Method 05

Search First, Read Later: Cut Per-Task Token Usage 20–40%

Reading entire files to find one function is the #1 token waste habit among AI coding tool users. It's the equivalent of buying the whole grocery store when all you need is a carton of milk. By searching first and reading only what you need, you cut the fat without cutting capability.

Token Savings: 20–40%

The "Read Everything" Trap

Picture this: you need to understand how a single function works in your codebase. You tell your AI coding tool "read the auth service file." It loads an 800-line file. You look at 30 lines. The other 770 are irrelevant. But the model processed every single one of them — and you paid for every token.

This habit is so common it's practically muscle memory. You know the file name, so you open it. But in an AI coding context, "opening a file" means streaming its full contents into the model's context window. An 800-line TypeScript file with comments and type annotations can easily be 8,000–12,000 tokens. Multiply that by 10, 20, or 50 reads in a single coding session, and you've burned through hundreds of thousands of tokens on lines you never even looked at.

The trap is seductive because it feels fast. "Just read the file" is one sentence. But the token cost is hidden. You don't see a dollar sign flash every time the model ingests a file. By the end of the month, those invisible costs add up to a bill that's 20–40% higher than it needs to be.

Here's the good news: most modern AI coding tools have built-in search capabilities that run locally, cost zero tokens, and return results in milliseconds. The problem isn't tooling — it's habit. And habits can be changed.

The Search-First Workflow

Replace "read the file" with a three-step pattern. Each step gets you closer to the exact code you need, without loading anything you don't.
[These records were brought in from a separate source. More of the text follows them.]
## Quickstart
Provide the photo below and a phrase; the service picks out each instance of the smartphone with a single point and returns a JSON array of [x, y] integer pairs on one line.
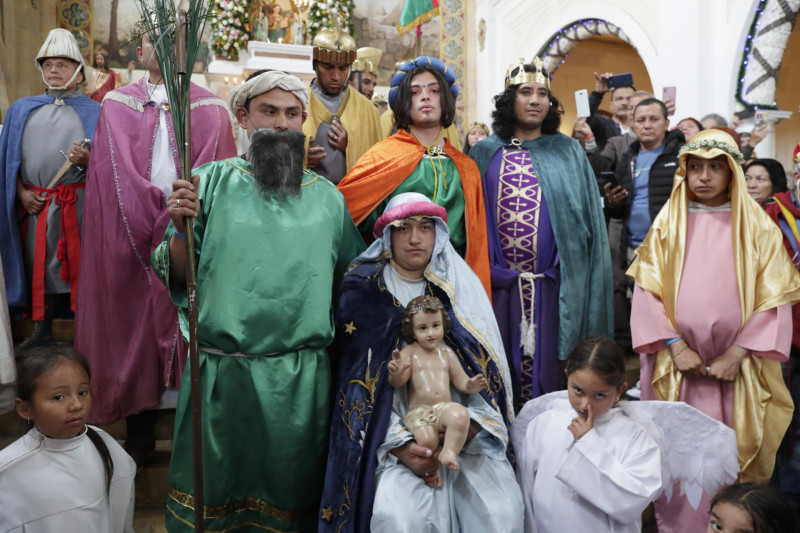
[[761, 118], [620, 80], [609, 176], [582, 103], [669, 93]]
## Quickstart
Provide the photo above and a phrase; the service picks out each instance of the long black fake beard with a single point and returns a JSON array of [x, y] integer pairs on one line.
[[277, 159]]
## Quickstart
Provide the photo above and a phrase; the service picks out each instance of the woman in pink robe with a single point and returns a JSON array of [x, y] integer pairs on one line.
[[711, 312]]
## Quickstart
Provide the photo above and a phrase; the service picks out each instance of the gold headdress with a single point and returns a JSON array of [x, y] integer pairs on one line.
[[334, 46], [367, 60], [516, 73]]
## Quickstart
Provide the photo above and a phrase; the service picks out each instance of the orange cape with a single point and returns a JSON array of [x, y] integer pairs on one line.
[[384, 166]]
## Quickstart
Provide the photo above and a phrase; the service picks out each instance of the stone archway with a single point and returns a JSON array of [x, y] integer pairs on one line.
[[554, 52], [763, 51]]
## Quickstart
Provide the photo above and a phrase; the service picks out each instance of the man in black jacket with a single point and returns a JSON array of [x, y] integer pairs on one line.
[[645, 174]]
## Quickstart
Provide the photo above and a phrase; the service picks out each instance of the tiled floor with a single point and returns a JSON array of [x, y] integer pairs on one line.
[[149, 520]]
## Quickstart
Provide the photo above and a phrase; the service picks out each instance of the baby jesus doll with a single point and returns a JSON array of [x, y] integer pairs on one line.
[[429, 366]]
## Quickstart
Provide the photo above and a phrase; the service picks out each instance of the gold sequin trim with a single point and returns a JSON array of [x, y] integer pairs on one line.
[[246, 504]]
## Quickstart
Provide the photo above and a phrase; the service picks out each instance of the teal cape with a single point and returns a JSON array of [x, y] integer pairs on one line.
[[585, 300]]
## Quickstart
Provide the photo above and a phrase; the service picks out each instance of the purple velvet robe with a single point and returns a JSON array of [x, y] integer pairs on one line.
[[125, 322], [521, 239]]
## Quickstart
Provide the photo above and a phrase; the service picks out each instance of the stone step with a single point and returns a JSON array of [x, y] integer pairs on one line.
[[63, 329]]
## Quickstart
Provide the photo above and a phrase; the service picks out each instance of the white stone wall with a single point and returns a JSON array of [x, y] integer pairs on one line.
[[693, 44]]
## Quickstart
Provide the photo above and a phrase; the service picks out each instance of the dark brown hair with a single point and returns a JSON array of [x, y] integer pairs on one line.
[[767, 507], [422, 304], [402, 104], [600, 355], [38, 361]]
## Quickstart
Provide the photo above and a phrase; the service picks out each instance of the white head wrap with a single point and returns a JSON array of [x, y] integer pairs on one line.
[[266, 82], [60, 43]]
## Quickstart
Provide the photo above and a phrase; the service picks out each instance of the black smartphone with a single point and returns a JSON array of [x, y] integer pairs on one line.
[[620, 80], [609, 176]]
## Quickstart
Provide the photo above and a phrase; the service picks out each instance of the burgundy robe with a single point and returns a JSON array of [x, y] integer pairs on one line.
[[125, 322]]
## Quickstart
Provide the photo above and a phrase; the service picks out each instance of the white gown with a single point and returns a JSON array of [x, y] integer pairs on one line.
[[59, 485], [600, 483], [482, 496]]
Step 1: Grep for the Symbol

Start with a content search to find exactly where your target lives. Instead of guessing which file contains the function, let grep tell you. The model's Grep tool searches file contents using regex — it's instant, free, and precise.

      # Find where handleLogin is defined or called

      grep -r "handleLogin" src/

      # Result: src/auth/service.ts:142 — right to the line

This one command replaces the "read auth service" guess. You now know the exact file and the exact line number, without loading a single token into the model.
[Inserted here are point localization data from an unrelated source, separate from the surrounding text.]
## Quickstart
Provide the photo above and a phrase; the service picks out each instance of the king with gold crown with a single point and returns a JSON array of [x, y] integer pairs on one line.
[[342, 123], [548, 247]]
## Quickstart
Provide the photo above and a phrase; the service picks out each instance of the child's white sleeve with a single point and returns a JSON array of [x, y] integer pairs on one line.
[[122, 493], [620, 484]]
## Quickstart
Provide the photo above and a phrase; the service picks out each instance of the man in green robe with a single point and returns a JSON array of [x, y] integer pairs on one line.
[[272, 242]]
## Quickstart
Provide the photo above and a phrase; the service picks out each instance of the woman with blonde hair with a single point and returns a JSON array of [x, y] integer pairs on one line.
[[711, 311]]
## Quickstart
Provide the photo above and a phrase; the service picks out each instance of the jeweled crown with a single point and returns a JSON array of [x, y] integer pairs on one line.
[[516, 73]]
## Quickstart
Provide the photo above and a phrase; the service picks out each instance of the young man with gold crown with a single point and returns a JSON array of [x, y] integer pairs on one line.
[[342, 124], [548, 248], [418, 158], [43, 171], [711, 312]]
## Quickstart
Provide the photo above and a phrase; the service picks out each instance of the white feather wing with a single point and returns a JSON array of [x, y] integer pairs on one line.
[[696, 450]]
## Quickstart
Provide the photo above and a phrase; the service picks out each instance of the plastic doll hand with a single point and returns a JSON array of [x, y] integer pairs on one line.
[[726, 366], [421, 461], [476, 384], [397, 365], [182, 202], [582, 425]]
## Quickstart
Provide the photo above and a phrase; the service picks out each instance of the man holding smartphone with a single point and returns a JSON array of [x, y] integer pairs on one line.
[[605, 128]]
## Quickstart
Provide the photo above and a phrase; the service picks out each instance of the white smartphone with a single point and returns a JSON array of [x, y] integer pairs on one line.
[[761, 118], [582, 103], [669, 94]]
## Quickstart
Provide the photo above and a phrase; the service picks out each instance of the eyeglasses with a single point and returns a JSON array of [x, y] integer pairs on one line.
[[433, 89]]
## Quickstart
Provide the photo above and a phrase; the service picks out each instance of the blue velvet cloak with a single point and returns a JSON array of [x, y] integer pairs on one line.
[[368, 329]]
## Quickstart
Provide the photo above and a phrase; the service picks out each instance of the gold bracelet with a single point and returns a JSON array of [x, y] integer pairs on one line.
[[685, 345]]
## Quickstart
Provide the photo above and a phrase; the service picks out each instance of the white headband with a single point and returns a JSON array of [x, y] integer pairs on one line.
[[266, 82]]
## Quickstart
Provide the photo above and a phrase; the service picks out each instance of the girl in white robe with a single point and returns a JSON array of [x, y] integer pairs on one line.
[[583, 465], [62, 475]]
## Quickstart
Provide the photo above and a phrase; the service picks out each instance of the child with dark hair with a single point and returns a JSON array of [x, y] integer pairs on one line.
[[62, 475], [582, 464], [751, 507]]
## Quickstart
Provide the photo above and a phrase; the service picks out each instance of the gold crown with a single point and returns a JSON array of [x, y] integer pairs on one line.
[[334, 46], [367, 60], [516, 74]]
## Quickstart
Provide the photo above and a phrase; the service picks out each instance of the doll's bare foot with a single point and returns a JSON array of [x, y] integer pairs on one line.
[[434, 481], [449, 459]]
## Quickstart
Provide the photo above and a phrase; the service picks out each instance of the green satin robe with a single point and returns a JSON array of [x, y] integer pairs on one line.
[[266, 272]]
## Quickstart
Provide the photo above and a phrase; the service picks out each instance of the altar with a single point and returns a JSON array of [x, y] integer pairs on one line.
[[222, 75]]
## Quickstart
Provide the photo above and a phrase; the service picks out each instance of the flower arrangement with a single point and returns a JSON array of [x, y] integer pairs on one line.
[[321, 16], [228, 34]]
Step 2: Glob for File Patterns

When you don't know the symbol name but know the file structure, use Glob. It matches filenames by pattern and is invaluable for narrowing scope before you search.

      # Find all test files related to auth

      glob "**/*auth*.test.ts"

      # Find all config files in the project

      glob "**/config*.{ts,js,json}"

Glob is your scope-narrowing tool. Use it before grep when you know the file pattern but not the exact path. Together, Glob + Grep give you surgical precision before you ever hit Read.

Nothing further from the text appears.